🤖 AI Summary
This work addresses a key limitation in existing Classifier-Free Guidance (CFG) methods, which rely on fixed or heuristic dynamic guidance weights without a rigorous theoretical characterization of the time-varying discrepancy between conditional and unconditional score estimates during diffusion. The authors present the first formal analysis of how this score difference evolves across timesteps, deriving a tight upper bound that informs a novel exponential decay guidance strategy aligned with the underlying diffusion dynamics.
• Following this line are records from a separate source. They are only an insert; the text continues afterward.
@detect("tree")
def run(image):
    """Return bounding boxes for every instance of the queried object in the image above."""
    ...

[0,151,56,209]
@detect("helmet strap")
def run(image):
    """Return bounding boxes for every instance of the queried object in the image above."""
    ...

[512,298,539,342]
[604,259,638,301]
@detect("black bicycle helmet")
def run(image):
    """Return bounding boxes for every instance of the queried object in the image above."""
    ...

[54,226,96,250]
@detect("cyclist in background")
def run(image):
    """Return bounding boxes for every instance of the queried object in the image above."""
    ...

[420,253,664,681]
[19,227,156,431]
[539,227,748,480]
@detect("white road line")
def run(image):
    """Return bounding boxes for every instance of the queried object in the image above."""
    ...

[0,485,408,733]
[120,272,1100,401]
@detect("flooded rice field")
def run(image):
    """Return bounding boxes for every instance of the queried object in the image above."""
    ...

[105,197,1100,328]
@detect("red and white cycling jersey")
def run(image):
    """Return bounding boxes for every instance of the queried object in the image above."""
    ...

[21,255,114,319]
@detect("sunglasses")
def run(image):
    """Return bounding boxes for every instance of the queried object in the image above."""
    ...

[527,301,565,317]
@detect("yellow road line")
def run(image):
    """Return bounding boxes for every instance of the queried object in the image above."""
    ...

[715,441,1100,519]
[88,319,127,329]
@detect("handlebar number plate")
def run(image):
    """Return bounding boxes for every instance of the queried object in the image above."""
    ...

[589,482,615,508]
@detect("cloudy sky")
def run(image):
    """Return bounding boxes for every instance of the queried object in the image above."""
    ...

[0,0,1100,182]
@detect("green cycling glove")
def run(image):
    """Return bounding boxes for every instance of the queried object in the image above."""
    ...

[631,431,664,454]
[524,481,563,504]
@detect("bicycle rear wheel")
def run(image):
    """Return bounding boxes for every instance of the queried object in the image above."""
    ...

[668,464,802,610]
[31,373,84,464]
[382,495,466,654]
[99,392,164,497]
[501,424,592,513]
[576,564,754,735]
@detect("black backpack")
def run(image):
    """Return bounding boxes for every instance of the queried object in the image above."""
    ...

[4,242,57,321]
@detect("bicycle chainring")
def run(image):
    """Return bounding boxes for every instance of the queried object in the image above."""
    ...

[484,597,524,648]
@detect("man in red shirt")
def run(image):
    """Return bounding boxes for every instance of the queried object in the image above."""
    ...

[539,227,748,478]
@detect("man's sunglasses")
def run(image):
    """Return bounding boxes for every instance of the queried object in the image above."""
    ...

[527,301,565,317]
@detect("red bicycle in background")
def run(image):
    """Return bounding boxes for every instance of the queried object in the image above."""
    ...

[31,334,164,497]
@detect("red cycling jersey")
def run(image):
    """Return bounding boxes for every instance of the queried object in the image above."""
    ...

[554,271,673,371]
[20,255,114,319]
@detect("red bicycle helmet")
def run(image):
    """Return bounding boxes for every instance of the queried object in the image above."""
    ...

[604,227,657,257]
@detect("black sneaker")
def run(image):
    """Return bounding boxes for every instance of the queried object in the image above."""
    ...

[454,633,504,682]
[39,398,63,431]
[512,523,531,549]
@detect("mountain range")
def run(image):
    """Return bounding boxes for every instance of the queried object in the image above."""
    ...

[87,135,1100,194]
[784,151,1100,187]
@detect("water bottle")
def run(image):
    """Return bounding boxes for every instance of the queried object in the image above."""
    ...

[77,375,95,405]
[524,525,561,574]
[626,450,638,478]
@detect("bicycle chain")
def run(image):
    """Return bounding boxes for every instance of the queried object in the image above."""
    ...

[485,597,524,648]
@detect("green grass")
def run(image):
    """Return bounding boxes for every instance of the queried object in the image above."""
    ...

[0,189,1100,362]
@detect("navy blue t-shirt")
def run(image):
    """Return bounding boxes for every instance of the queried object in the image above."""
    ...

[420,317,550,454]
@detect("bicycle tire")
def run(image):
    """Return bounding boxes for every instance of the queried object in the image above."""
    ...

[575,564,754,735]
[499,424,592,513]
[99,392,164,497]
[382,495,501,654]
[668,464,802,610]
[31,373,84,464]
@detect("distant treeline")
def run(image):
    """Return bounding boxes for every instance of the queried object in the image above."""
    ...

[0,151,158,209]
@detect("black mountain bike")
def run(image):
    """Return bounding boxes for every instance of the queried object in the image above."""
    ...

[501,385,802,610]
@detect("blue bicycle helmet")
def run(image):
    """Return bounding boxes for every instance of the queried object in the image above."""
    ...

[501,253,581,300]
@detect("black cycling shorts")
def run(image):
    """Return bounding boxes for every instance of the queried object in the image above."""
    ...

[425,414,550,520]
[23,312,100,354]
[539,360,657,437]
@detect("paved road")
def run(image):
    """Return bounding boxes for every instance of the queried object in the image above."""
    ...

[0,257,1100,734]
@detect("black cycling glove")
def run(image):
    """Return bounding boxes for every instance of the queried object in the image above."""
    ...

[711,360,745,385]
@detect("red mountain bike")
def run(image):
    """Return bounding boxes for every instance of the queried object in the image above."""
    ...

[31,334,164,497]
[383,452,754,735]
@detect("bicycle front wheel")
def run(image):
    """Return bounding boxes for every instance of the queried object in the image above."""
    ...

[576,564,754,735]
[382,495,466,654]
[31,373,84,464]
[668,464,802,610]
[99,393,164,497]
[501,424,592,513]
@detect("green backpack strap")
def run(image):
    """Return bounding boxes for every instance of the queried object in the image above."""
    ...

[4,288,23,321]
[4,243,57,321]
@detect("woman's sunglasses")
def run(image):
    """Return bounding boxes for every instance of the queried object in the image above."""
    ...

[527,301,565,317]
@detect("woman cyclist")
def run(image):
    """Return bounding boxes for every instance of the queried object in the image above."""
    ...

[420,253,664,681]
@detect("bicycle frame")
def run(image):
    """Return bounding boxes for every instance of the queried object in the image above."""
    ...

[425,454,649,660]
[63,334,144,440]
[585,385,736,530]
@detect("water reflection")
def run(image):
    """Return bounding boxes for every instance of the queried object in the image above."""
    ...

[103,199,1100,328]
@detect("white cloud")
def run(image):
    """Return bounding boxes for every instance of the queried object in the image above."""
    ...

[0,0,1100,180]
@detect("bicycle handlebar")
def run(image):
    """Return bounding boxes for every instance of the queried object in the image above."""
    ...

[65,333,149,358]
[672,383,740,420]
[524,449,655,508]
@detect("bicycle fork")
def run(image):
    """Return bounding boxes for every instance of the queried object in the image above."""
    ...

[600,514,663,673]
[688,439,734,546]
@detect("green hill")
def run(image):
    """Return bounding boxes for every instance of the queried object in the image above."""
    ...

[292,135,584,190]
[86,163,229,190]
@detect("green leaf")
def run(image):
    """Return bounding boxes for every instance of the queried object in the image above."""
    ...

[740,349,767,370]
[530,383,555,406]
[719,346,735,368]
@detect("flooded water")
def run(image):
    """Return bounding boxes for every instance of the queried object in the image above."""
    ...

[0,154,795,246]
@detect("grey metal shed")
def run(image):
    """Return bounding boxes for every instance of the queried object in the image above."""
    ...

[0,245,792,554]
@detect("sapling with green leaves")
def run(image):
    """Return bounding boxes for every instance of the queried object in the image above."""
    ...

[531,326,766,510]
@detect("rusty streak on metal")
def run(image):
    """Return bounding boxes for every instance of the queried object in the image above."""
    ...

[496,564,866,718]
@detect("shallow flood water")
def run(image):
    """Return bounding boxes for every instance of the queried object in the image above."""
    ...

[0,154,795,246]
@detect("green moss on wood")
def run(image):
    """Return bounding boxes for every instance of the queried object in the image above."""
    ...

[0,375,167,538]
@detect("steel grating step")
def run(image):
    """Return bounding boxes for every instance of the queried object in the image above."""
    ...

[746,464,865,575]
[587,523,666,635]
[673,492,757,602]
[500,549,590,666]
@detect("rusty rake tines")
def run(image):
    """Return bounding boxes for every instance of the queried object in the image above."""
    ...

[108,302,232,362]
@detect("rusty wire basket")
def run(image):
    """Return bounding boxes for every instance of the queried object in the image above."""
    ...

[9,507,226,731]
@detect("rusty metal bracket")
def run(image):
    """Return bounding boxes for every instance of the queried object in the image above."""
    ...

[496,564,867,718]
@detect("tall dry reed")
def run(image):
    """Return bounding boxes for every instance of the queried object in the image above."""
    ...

The proposed method is training-free, plug-and-play, and exhibits both generality and orthogonality, enabling seamless integration into existing CFG frameworks. Extensive experiments across diverse generative tasks demonstrate consistent and significant improvements in sample quality, confirming the effectiveness and broad applicability of the approach.
📝 Abstract
Classifier-Free Guidance (CFG) is a cornerstone of modern conditional diffusion models, yet its reliance on the fixed or heuristic dynamic guidance weight is predominantly empirical and overlooks the inherent dynamics of the diffusion process. In this paper, we provide a rigorous theoretical analysis of the Classifier-Free Guidance. Specifically, we establish strict upper bounds on the score discrepancy between conditional and unconditional distributions at different timesteps based on the diffusion process. This finding explains the limitations of fixed-weight strategies and establishes a principled foundation for time-dependent guidance. Motivated by this insight, we introduce \textbf{Control Classifier-Free Guidance (C$^2$FG)}, a novel, training-free, and plug-in method that aligns the guidance strength with the diffusion dynamics via an exponential decay control function. Extensive experiments demonstrate that C$^2$FG is effective and broadly applicable across diverse generative tasks, while also exhibiting orthogonality to existing strategies.